Porto: CÃrculo Católico Operário, espaço «aberto a todos, independentemente da sua fé»
D. António Francisco dos Santos presidiu aos 118 anos da entidade
Porto, 21 jun 2016 (Ecclesia) – O bispo do Porto presidiu à Eucaristia de aniversário do Círculo Católico Operário local que apresentou como “pioneiro” no seu campo específico “de pensamento e da ação” da doutrina social cristã.
“Certamente que as realidades diferentes que agora vivemos obrigam-nos a um espírito criativo e imaginativo para encontrarmos as respostas necessárias e adequadas para os problemas novos, que temos pela frente”, disse D. António Francisco dos Santos.
Na homilia enviada hoje à Agência ECCLESIA, o prelado assinala que o Círculo Católico Operário do Porto é um “verdadeiro património da cidade” e tem hoje “caminhos abertos para prosseguir com imaginação e ousadia o seu desígnio de missão”, mesmo sendo uma instituição particular de solidariedade social.
Segundo o bispo do Porto, a instituição como católica “na sua génese, nos seus propósitos e sobretudo nos seus membros”, o Círculo Católico local foi “sempre um espaço aberto a todos, independentemente da sua fé” e é assim que querem e devem “continuar”.

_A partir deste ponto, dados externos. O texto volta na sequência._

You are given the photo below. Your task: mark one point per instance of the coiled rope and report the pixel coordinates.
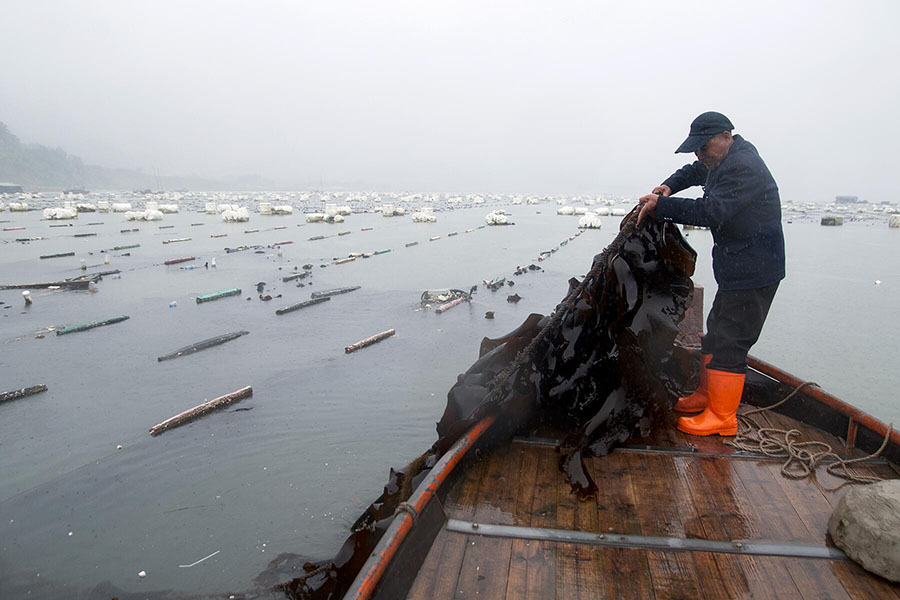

“Não esqueçamos o seu programa fundador, publicado a 17 de junho de 1899”, apelou, destacando o “muito caminho” percorrido no mundo do trabalho em Portugal também “graças” ao Círculo Católico Operário e exemplificou com a afirmação “corajosa e persistente do direito ao descanso dominical para os trabalhadores”, que foi legislado pelo Governo em 1907.
Nos 118 anos da fundação do Circulo Católico Operário do Porto, D. António Francisco dos Santos sublinhou que são chamados hoje a ser “porta aberta para lutar” pelo direito ao trabalho digno, ao salário justo e equitativo, ao respeito pelo “lugar e valor” da família no mundo do trabalho.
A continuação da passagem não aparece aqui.